Friday, March 6, 2009


Okay, all bread bakers. Farina, Cream of Wheat or what ever you are calling it in your household is really a coarse version of Semolina. So, for some reason (which I am truly thankful of course) the ladies from church "bless" me with bags of "farina". My family doesn't really appreciate hot mushy cereal in the morning. They do love

Crusty Breads

So, when baking my fresh breads I substitute 1 cup "farina" or "semolina" (which btw, I usually spend a fortune on in specialty flour bins) in with the flours. I also use it for dusting the stones or pans when baking... especially good for pizza!

Tonight is Friday Night Pizza and Movie night. I am using this recipe for my pizza dough, doubled and two cups of "semolina" in the mix.


Five Little Monkeys said...

Yum! We'll have to try this. Sarah made my great-aunt Helen's wheat bread last week, but this looks even easier!

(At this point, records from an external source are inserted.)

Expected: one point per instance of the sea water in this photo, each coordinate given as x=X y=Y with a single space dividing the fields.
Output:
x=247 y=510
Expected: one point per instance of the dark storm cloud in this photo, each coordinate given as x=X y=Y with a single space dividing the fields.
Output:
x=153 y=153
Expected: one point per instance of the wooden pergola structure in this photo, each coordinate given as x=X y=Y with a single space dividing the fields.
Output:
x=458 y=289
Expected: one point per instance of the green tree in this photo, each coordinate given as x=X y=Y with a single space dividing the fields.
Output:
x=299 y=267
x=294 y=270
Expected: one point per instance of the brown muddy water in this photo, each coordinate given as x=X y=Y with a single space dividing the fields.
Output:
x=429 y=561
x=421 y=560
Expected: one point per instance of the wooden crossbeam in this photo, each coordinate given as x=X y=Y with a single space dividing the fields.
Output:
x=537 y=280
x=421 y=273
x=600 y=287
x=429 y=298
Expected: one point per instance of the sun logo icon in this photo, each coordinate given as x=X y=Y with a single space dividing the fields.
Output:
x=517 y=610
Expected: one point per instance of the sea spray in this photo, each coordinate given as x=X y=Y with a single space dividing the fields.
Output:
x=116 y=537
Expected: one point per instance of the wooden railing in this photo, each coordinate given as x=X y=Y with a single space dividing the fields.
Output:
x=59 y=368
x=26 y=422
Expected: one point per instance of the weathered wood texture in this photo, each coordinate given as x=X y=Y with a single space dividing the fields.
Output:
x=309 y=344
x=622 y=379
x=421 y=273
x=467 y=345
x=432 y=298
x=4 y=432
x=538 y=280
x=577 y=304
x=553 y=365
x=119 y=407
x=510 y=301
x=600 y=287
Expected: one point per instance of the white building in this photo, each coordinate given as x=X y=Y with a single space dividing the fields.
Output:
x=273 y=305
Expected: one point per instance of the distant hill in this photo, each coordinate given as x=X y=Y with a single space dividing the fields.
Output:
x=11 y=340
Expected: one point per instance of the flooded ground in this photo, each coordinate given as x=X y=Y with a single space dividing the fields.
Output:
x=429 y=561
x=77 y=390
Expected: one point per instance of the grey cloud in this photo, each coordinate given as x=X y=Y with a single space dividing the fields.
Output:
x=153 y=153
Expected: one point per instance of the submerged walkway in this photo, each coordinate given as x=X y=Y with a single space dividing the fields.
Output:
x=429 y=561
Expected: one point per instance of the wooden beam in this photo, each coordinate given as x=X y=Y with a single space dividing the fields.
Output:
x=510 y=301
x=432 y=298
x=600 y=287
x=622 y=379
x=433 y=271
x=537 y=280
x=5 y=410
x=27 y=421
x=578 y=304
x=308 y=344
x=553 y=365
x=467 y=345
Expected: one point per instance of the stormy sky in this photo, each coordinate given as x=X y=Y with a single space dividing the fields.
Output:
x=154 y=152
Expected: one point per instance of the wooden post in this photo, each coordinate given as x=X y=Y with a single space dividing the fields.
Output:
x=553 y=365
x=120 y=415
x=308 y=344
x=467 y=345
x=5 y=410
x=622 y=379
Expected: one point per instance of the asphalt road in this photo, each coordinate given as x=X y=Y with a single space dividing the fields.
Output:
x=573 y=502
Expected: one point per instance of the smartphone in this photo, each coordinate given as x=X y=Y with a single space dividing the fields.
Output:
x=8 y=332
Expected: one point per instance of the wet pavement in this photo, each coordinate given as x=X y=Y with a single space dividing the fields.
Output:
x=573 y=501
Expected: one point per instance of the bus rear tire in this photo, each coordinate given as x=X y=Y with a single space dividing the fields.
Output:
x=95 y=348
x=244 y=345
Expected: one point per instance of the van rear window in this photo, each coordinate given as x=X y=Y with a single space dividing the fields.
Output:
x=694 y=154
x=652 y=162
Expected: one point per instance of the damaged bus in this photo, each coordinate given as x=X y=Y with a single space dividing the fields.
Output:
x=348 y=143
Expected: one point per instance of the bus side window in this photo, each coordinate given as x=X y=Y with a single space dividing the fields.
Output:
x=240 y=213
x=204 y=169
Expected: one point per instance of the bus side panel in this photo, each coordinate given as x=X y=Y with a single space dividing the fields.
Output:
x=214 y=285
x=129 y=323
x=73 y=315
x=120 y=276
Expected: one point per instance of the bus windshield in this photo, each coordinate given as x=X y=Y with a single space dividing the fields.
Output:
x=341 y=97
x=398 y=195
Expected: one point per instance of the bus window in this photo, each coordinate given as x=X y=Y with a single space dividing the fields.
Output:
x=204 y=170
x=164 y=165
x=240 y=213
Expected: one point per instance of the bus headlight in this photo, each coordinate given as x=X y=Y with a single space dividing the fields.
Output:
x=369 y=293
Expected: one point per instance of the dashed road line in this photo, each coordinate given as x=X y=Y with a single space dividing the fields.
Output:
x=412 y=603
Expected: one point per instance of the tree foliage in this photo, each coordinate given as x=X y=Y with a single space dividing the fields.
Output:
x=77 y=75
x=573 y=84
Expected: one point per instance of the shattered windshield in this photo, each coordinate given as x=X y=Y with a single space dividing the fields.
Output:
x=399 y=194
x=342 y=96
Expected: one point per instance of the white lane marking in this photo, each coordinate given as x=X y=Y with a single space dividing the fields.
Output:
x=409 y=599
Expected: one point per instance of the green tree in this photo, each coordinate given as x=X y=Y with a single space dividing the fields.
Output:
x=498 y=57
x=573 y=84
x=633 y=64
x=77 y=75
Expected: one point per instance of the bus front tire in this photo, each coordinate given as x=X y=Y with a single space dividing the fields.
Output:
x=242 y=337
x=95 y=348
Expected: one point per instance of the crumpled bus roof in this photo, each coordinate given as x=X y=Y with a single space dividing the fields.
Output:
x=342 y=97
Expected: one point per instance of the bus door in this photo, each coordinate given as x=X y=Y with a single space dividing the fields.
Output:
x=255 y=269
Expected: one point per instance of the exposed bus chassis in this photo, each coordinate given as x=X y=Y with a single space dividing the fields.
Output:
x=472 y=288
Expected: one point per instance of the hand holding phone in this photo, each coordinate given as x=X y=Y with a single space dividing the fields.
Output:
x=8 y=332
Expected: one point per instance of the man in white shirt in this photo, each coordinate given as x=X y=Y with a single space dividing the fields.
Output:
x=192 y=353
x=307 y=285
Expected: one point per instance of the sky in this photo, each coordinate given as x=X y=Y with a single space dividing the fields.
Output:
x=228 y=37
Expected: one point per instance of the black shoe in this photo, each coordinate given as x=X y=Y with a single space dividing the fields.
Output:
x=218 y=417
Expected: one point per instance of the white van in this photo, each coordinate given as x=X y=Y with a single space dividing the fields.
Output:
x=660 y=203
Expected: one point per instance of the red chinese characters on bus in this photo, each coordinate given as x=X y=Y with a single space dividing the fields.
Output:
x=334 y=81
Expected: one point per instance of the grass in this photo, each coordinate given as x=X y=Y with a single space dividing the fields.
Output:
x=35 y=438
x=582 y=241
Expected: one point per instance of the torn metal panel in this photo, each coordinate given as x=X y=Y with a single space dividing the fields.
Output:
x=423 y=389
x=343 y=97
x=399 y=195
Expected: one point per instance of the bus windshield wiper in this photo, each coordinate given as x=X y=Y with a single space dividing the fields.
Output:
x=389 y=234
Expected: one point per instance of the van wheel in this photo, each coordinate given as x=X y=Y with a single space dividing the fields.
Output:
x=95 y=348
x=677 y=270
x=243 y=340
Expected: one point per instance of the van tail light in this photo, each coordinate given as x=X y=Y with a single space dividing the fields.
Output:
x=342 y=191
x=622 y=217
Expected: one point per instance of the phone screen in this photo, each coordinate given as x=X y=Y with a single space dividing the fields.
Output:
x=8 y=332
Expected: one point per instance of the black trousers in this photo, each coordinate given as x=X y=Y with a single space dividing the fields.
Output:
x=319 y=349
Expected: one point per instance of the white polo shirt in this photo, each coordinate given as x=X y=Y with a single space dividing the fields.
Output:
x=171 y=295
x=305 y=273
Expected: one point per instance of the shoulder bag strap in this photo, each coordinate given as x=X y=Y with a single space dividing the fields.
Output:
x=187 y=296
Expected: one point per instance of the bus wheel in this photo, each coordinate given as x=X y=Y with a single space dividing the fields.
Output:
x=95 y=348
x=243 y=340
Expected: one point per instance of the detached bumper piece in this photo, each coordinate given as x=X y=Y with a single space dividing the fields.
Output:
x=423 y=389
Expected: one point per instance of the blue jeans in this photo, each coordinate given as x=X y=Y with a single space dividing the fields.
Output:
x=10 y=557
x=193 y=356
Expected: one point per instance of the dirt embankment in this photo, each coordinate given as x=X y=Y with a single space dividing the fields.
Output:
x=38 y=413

How did Danielle's audition go?

Blessings to you all!

Karen said...

I did not know that farina=semolina.

I always learn cool stuff from you! Thanks!

Nicky said...

Hi, thanks for this helpful post! For the first time I attempted to make some brioche last week-end but it was a bit of a failure. I'd like to make bread as well so ill try this next time. My hubby who is a vicar makes beautiful bread but he is too busy at the moment.
Have a blessed week. Nicky

S_Mitchem said...

I've never seen this before. I am looking forward to trying it. When you use it for pizza crust, do you pre-bake your crust? Don't laugh! I am a newbie at bakery! haha!

S_Mitchem said...

I've not seen this before. I can't wait to try it!